Wednesday, August 6, 2014

running towards the wreckage


Ever since I was a kid, I've spent a good amount of time at the beach. And now that I go to school near the mountains, I'm not as fond of it. The sand is sticky and the air is salty and the pace of life is different, slower. But I still haven't outgrown my love for the expanse of untouched waters where the skyline is visible, or lazy walks down the shore and back. Tonight I took one of those walks.

Each time I walk, whether I plan to or not, my eyes constantly scan the ground beneath my feet, searching for shells. I know what to look for- the ones I've always liked: the scalloped ones or the pure white ones or the ones with really deep grooves. But I, just like most every other person that has ever searched for seashells, will only deem the shell acceptable if it is without blemish, fault, or stain.

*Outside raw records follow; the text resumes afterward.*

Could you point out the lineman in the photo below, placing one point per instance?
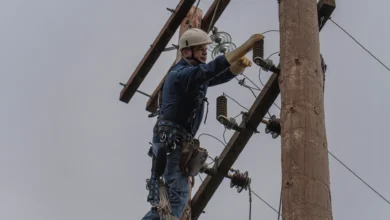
(181, 110)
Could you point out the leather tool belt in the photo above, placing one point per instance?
(192, 157)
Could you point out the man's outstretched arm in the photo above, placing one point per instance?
(206, 72)
(234, 70)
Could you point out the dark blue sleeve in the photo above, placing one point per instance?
(225, 77)
(197, 75)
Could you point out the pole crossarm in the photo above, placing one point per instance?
(151, 105)
(155, 50)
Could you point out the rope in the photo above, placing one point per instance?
(212, 19)
(250, 202)
(193, 15)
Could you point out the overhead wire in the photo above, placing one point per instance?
(346, 32)
(236, 101)
(350, 170)
(265, 202)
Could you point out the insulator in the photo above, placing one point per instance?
(273, 127)
(240, 180)
(258, 51)
(221, 106)
(196, 142)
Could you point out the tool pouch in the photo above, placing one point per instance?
(192, 157)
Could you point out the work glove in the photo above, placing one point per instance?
(239, 66)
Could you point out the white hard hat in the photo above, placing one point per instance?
(194, 37)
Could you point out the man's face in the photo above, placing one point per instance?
(200, 53)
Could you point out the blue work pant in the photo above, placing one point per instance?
(178, 185)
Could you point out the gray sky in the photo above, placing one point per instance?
(69, 149)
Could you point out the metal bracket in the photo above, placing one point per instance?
(231, 123)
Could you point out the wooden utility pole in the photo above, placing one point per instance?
(305, 166)
(194, 19)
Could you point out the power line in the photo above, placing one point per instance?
(359, 43)
(235, 101)
(359, 177)
(265, 202)
(212, 137)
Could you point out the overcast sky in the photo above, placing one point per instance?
(69, 149)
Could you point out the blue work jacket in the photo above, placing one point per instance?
(185, 88)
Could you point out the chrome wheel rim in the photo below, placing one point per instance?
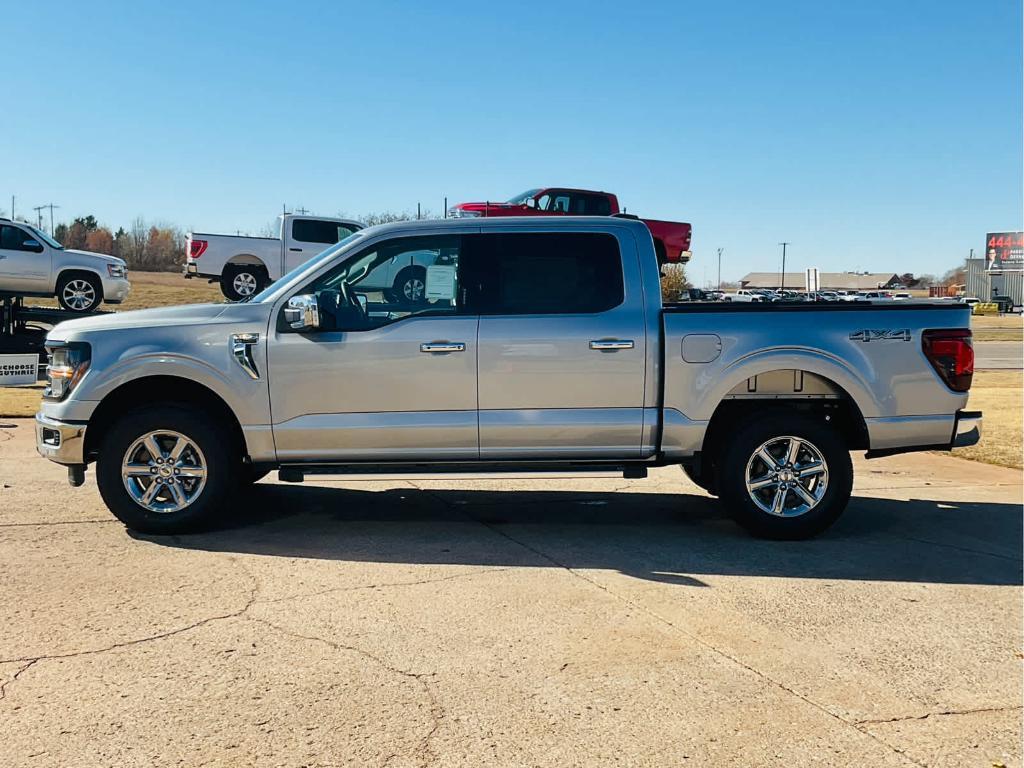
(786, 476)
(79, 294)
(413, 289)
(164, 471)
(244, 284)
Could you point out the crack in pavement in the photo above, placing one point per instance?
(15, 676)
(148, 638)
(715, 649)
(385, 585)
(423, 750)
(957, 548)
(54, 522)
(928, 715)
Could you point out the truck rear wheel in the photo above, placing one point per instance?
(239, 282)
(166, 469)
(785, 476)
(80, 292)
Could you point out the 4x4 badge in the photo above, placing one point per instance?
(886, 334)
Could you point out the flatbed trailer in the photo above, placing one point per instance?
(24, 329)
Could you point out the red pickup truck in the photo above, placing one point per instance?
(672, 239)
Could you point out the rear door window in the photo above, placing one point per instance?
(589, 205)
(327, 232)
(13, 239)
(544, 273)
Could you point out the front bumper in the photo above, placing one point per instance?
(968, 429)
(59, 441)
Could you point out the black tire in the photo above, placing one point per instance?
(823, 439)
(411, 286)
(80, 292)
(239, 282)
(220, 456)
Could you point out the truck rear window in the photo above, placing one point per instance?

Tonight as I looked, I kept picking up shells and tossing them back, because they were damaged. And then I found this one:

That's one of those pure white ones. It is not cracked or dented or covered with anything. It looks perfect, so I shove the shell in my pocket, happy to have found it. 

And as I continue to walk, I find this: 

This is one of those shells I like with deep grooves, except for most of it has been ripped off, lost at sea or buried under the sand. So I toss it back, unsatisfied. But before I can even stand up and keep walking, I bend back down and pick it up and stick it into my pocket too, not really sure why. 

And then I get it.

I was that shell, the damaged one. And without any doubt or hesitation, Jesus picked me up and smiled in the midst of my brokenness and took that on. He decided to bear the weight of being broken, and He washed me and made me white and pure and whole. He didn't see the white shell as more valuable than the chipped one. He didn't love one more than the other. In fact, Jesus was drawn to the blemished people, the ones that were disregarded and ignored and taunted. He was drawn to me. And in the midst of your brokenness, He was drawn to you too.

All too often I realize that I overlook the beauty in broken people- all I see is the mess and I decide that it will take too long to dig through to find the beautiful parts underneath. But Jesus sees that there is beauty in the mess, in the damage, in the missing pieces. When I see the wreckage, I pretend that I don't notice it, but He runs in its direction, because He cares too much to leave it like that. And tonight, Jesus used something as small and as silly as seashells to remind me that He wants me to do that too.